Frightened Rabbit’s 2008 album The Midnight Organ Fight seemed to catch most folks off-guard. There was just something raw and emotionally honest about this little Scottish band that listeners could really connect with. For me personally, it happened when I first heard the stellar song, “The Modern Leper,” which was enough to cause me to do a double-take. I had to hear more music from this band. Well, the thing about first impressions is that you can only make them once, and while there were probably a bunch of listeners who had caught Frightened Rabbit’s first album, Sing the Grey, I would be willing to wager that there were an equal number who had their introductions made by that great sophomore album. This being the case, The Winter of Mixed Drinks is an important album for the band, where they have the burden of proving that the excitement generated from that first impression wasn’t just a flash in the pan.
While the title of the album never ceases to make me cringe, it is undeniable that on The Winter of Mixed Drinks, Frightened Rabbit is able to largely cultivate a more robust sound. While the band made the wise decision of bringing back Peter Katis as their producer (he also produced Midnight Organ), they clearly were determined to create a more rich sound here on their third album. This is something that they accomplished. This was evident even early-on from the two singles, “Swim Until You Can’t See Land” and “Nothing Like You,” which preceded the album’s release. Both songs are more lively and crowded affairs than virtually any track off of their previous two albums, and while the bare-bones aesthetic of much of the music off Midnight Organs could be attributed as giving that album much of its charm, both tracks seem much more readily able to fill the shoes of a traditional single than anything you had previously heard from the band.
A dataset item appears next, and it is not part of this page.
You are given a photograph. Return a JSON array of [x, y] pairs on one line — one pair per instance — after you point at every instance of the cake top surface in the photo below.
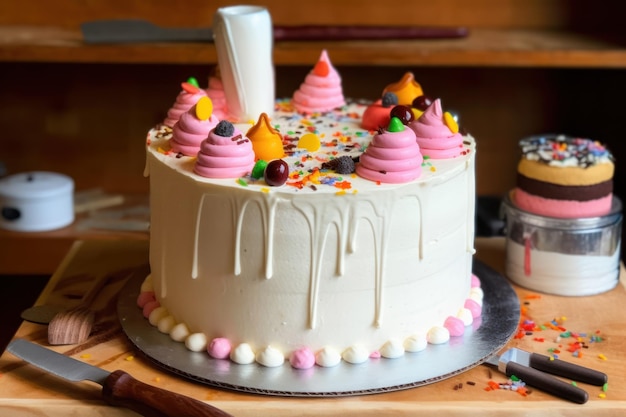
[[313, 145], [565, 151]]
This does, however, lead to one of my complaints about The Winter of Mixed Drinks, though, in that sometimes I feel some of the wittiness and endearing tenderness of their previous couple albums was sacrificed in attempt to be a little more cute and catchy. ”FootShooter,” for example is a song that strikes me as being a bit too on-the-nose and cute for its own good. It’s not that the song is outright “bad,” per-say, more just that it seems like the average work of a lessor band. I found “Not Miserable,” to be similarly tedious, as it brought all the melancholy of the band’s better work, but none of the articulation that made that bleak subject matter endearing. Both songs were the kind that were enjoyable enough on the first listen, but didn’t really hold up at all through any kind of repeat visits.
Fortunately, on the album’s high points, Frightened Rabbit seem able to combine their more intricate musical composition with the same biting lyrical content of their previous standout tracks. Perhaps the best example of this is the track “The Wrestle,” which not only manages to be pretty damn catchy, but with lyrics like “the vice clinch of the struggle, I can’t give into the weight of, the clothe-less wrestle” it also manages to be one of the more inventive and interesting songs that I’ve heard about sex in a long, long, time — and make no mistake about it, with a subject as well worn as that, this is no small amount of praise. Just as impressive is that when the song swells (a strange choice of words given the subject matter?) to its chorus, it is every bit as triumphantly hooky as the chorus on “Swim Until You Can’t See Land.” I also found it worth noting that the band could be every bit as effective when the subject matter is a bit more playful, as was the case on “The Wrestle,” as when they are sounding bleak and heartbroken.
There were also some moments on this album where the band made some choices that I couldn’t help but find to be absolutely bizarre. The forgettable “Man / Bag of Sand” is a primary example of this. The song is essentially a loose rehash of “Swim Until You Can’t See Land” with some loose acoustic guitar and the vocals dialed way back. This would struck me a strange choice to include as a b-side on a single, let alone being stuck in the middle of their album. They virtually replicated this decision with the last song of the album, an alternate version of “Things,” that is basically just an acoustic version of the opener. The fact that I wasn’t really over the moon for the first version of the track probably didn’t help to endear me too much to the this second incarnation. Additionally, I was similarly lukewarm about the inclusion of “Skip the Youth,” which at six minutes-plus, seems to kind of meander on far longer than necessary without ever really going anywhere in particular. All in all, these three songs just seemed weird in contrast with the more fully-realized sound of the other nine on the album.
There is enough about The Winter of Mixed Drinks that I both really enjoyed and really did not, that I am not quite comfortable calling the LP really either a step forward or a step backward for the band. In all actuality, it’s probably an example of the group moving sideways. They may not have captured the same magic of Midnight Organ, but it is not as though there’s anything here that really turned me off to the band’s music. Frightened Rabbit shows signs of growth, but as often is the case, there are also some growing pains. At least, though, the band seems as though they won’t be content with just standing still.